A set of simple exercises to do either in or outside the class has been designed to familiarize the student with various bioinformatics tools. The topics of the exercises include PubMed searches, UniProt database queries, sequence alignments, BLAST searches, DNA and protein sequence analysis, gene structure prediction, phylogenetic tree construction, protein structure visualization and analysis.

Main goal of the in silico lab lessons is to help students to solve practical biological problems also related to a research projects using bioinformatics resources and analysis tools.

The outline of the course, the main databases, analysis tools, problem examples and the demonstration projects will be presented and the teaching strategy and organization of the course will be described.
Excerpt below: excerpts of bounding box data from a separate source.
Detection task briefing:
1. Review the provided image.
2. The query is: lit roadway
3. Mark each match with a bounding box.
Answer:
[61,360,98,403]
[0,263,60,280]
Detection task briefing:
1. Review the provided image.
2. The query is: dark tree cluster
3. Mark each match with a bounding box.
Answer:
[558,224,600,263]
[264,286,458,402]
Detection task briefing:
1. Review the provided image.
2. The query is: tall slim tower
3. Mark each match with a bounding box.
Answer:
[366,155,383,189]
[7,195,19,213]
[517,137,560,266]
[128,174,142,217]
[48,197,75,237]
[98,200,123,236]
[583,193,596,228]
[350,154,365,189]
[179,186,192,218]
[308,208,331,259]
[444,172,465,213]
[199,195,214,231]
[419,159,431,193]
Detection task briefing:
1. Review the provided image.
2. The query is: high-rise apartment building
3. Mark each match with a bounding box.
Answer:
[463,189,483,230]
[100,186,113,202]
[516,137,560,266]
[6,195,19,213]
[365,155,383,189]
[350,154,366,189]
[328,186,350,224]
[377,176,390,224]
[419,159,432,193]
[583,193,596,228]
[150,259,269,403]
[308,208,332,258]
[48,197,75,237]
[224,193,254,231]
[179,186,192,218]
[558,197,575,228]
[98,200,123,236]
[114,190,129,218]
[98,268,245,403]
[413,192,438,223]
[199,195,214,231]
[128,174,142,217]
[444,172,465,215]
Thus, the aim of this article is to give an overview of the in silico lab approach evolved from that I had previously described (Edulearn, 2017)

Recently this approach, still underway, is extended as biology long life learning for high school teachers (on MIUR platform S.O.F.I.A., the Operational System for training and updating initiatives).

The author, as wet-lab molecular biologist, self-taught computer scientist, would like to emphasize that her teaching strategy used in “in silico lab” is more biological than computational, and wishes to share experiences accumulated over the past four years and to stimulate discussion with both local and international colleagues working on bioinformatics’ education.

As a project-based and problem-orientated course, the emphasis has been put on two main areas. First, a set of predefined projects are used in the in silico lab course. These projects are mainly selected from the real research wet lab examples that the author has worked on, either in his own research projects or collaboratively with other wet-lab Academic colleagues. Second, biological problem (mapping a specific gene in different genomes find difference in chromosome number; starting from definition of open reading frame in cDNAs verify characteristics of genetic code, etc) are focused on. From the beginning to the end of each lesson.
Keywords:
Bioinformatics education, problem based learning, hands-on course, soft skills improvement, project-based learning (pbl), molecular biology long life learning.